Мать сложила на коленях холеные руки, выжидающе посмотрела на Таню.
— Ну, рассказывай, — велела она.
— О чем? — Таня села на кровать, вцепилась в одеяло пальцами.
— Дурочку не строй из себя! — гневно фыркнула мать. — Почему сюда положили? Правду говори! Не из-за подозрения на онкологию?
— Мама, что ты такое говоришь! — возмутилась Таня.
— А что? Это сейчас сплошь и рядом, и если рано найдут — это даже хорошо, есть шанс вылечиться. Никто не застрахован, Таня! Вот недавно по телевизору говорили…
И она стала длинно рассказывать, что конкретно говорили по телевизору, и что за случай был у какой-то женщины, и какими способами ее лечили… Голос у матери — когда она не орала в гневе и не цедила слова в презрении — был красивый, альтовый. Это позволяло вытерпеть любую чушь в ее исполнении, если не вслушиваться в смысл.
— Таня! Я с кем разговариваю?… — голос пустил петуха, став неприятно требовательным. — Так почему тебя сюда положили? Ты что, опять была беременна?
Таня нехотя кивнула. Говорить не хотелось, а об этом — тем более.
— А этот, значит, пьет… — удовлетворенно заметила мать. И привычно перешла к обвинениям: — А мне, значит, ты даже не соизволила сообщить.
«Да, потому что после третьей моей замершей беременности ты заявила, что меня так Бог наказывает!» — обида царапнула, дотянулась даже из воспоминаний. А мать продолжила, едва не торжествующе:
— А я говорила: не надо тебе больше беременеть!
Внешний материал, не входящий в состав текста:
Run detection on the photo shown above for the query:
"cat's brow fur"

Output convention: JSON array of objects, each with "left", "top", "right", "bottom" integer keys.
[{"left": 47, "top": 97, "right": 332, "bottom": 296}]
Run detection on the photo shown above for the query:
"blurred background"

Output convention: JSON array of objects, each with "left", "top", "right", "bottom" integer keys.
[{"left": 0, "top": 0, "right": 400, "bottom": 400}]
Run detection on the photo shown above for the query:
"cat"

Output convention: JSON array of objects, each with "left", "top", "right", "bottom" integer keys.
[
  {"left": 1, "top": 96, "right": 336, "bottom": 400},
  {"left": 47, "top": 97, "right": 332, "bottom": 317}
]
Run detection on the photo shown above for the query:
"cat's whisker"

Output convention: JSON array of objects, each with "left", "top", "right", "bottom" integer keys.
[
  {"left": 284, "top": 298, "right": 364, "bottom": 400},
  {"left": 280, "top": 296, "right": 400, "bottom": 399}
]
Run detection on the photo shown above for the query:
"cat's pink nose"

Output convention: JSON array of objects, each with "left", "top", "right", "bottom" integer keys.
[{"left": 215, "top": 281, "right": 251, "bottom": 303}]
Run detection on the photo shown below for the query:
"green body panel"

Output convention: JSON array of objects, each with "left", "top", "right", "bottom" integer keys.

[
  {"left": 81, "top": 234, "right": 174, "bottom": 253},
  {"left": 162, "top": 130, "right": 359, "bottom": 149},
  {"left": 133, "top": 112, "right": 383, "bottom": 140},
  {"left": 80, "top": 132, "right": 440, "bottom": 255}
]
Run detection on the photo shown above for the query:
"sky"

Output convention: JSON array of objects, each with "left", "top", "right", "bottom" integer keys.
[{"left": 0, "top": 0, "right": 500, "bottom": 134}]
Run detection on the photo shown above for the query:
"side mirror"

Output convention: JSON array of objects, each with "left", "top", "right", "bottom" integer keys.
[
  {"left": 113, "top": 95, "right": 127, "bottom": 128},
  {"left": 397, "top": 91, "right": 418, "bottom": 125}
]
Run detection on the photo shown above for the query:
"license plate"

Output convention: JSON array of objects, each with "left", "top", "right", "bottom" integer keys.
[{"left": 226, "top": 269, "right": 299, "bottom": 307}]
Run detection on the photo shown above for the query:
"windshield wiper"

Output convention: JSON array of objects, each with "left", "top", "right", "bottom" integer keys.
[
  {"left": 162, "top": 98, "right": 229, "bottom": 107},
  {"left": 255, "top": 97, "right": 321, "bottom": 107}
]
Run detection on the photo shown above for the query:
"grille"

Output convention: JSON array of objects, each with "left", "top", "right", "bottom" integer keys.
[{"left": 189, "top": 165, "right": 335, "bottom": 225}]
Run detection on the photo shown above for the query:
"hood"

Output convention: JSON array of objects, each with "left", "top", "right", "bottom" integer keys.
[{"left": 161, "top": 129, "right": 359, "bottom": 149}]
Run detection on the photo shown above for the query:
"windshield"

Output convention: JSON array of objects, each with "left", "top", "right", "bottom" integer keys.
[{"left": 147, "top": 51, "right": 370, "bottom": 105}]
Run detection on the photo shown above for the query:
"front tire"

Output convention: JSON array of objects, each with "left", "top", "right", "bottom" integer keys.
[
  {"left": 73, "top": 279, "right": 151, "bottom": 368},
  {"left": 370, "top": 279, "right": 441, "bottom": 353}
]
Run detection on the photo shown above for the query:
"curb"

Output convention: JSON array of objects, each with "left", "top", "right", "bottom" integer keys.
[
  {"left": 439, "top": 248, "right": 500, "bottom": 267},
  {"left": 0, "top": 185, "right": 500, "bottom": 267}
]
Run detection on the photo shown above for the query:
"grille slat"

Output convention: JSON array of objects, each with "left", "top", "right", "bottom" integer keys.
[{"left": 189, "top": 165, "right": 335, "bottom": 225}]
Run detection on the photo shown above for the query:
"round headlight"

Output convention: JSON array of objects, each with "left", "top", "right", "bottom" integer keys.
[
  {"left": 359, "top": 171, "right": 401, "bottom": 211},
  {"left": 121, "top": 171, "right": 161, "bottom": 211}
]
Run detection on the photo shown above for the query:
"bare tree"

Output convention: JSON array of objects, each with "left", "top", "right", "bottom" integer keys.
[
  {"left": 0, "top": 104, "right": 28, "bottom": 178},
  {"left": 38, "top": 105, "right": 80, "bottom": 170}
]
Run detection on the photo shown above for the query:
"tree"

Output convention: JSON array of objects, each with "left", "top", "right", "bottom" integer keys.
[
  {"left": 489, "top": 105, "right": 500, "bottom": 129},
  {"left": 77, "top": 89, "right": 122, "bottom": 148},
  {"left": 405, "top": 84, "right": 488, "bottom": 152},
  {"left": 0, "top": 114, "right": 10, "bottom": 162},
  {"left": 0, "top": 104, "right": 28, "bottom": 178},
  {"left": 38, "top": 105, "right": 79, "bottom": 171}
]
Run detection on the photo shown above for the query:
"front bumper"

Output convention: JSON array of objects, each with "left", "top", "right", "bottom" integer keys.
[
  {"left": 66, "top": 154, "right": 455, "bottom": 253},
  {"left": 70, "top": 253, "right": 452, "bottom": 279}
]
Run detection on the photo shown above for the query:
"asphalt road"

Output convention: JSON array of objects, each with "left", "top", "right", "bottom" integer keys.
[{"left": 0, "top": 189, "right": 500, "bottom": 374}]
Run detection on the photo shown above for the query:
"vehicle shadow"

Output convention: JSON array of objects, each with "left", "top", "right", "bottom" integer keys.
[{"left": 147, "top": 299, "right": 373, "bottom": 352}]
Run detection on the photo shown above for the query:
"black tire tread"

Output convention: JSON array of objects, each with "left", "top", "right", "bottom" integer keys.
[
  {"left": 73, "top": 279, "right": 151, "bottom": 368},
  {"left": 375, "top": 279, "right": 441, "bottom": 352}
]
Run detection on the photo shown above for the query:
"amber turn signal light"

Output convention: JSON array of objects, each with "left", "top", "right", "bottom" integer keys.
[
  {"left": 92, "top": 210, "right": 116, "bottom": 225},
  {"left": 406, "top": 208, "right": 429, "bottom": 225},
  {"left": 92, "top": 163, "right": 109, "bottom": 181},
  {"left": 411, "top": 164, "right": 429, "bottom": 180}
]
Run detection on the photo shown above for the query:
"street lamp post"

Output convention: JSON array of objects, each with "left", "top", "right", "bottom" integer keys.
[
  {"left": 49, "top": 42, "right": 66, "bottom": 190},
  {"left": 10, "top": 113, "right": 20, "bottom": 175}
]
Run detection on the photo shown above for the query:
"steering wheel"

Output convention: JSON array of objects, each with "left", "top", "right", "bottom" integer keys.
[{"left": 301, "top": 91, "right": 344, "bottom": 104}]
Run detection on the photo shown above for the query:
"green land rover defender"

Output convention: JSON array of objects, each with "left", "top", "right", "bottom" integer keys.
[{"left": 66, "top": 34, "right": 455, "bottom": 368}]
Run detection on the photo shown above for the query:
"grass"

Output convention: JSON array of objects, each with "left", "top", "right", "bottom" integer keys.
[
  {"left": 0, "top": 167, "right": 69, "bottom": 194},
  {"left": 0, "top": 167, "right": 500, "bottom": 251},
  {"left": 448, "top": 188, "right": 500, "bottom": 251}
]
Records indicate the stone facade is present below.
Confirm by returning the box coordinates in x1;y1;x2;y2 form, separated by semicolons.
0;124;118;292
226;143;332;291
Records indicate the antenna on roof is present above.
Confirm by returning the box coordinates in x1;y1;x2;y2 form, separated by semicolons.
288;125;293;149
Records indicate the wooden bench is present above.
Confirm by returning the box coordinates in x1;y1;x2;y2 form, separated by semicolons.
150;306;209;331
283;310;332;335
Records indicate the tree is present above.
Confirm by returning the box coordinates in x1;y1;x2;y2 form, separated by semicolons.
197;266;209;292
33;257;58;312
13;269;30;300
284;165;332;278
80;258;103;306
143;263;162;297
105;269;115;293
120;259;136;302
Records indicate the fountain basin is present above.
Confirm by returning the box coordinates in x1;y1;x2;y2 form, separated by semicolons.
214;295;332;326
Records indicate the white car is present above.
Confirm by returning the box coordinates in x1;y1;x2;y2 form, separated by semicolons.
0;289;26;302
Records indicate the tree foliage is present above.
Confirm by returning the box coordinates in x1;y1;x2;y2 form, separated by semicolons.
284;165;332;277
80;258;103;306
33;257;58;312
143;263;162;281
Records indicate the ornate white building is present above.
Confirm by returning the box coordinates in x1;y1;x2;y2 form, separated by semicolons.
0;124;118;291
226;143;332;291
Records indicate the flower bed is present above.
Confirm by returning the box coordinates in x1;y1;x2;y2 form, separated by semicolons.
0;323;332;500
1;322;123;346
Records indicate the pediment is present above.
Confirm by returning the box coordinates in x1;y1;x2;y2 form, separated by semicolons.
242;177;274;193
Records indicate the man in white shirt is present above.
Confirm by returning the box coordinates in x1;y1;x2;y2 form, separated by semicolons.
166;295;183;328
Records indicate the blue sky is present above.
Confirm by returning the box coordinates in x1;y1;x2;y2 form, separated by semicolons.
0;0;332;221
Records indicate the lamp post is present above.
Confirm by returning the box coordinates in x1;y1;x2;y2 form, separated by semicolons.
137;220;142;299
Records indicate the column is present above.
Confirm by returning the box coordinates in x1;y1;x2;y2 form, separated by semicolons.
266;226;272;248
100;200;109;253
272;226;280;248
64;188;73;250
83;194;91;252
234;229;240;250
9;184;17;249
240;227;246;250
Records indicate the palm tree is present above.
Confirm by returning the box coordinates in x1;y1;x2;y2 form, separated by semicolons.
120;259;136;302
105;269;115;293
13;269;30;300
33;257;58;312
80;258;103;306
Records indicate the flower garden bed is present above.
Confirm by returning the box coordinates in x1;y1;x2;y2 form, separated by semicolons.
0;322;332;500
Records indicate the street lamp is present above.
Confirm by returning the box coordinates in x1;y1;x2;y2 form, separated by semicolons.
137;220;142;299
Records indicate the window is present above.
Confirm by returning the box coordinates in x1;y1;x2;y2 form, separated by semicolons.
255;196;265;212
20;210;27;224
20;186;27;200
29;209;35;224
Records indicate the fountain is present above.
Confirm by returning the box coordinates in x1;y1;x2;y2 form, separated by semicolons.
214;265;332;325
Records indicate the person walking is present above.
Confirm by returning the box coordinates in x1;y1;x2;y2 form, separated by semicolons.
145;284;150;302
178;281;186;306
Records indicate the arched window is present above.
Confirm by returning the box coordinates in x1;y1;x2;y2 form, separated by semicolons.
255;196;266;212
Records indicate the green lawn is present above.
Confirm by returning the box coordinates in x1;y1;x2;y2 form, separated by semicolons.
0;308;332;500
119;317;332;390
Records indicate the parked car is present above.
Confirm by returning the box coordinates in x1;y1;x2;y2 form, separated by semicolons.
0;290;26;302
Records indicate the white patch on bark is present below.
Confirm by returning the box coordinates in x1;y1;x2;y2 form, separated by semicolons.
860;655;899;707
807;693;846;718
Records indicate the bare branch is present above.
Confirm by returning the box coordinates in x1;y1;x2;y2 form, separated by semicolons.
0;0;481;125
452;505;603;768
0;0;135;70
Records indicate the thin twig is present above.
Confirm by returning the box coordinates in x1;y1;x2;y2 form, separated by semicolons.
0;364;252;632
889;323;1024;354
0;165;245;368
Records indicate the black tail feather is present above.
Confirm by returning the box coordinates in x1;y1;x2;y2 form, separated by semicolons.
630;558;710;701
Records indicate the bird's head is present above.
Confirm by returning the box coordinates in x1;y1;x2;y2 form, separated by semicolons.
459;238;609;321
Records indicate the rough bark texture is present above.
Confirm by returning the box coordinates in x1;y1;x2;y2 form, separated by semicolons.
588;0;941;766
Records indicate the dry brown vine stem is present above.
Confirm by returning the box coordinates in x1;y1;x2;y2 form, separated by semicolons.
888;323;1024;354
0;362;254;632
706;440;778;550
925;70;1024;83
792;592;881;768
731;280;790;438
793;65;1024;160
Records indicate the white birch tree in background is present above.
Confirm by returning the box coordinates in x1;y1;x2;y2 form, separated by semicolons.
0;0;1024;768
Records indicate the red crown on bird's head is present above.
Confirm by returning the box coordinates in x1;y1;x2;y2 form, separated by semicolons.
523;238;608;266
Но ты же у нас себе на уме!
— Мама, это мое дело.
— Ну, если хочешь себя угробить — пожалуйста, — поджала губы мать. — Я давно поняла, что с тобой разговаривать бесполезно. А, между прочим, в делах твоих полнейший бардак! Скоро февраль, я путевки на Кубу присмотрела, ты помнишь, едем вдвоем с тетей Люсей. Мы с тобой договаривались насчет денег. Я пришла за ними сегодня, а в офисе только бухгалтер и менеджер. У муженька твоего нерабочее утро почему-то! И трубку он не брал. Я поехала по аптекам, проверять, все ли в порядке. Кстати, провизорша эта новая… Юля, кажется? Представляешь, спит у кассы! Вот так вот легла, голову на руки положила — и спит!
Мать подняла перед собой скрещенные руки, будто ученик за партой, и уперлась в ладони лбом, показывая, как именно спала Юля. Татьяна вздохнула. Она ни разу эту Юлю не видела, да и с аптеками разбираться не хотела, пусть у Макса об этом голова болит.
Но Елена Степановна продолжала, всё больше распаляясь: о том, какой бардак на складе, какую пыль на полках она нашла, как неблагоразумно со стороны Тани было доверить бизнес Максиму… Та слушала со смесью раздражения и вины. Ведь мать совала свой нос в аптечный бизнес не потому, что хотела помочь. И даже не от скуки. Ей просто нравилось чувствовать свою власть. Ведь мать хозяйки — это, в какой-то мере, даже рангом выше, чем сама хозяйка.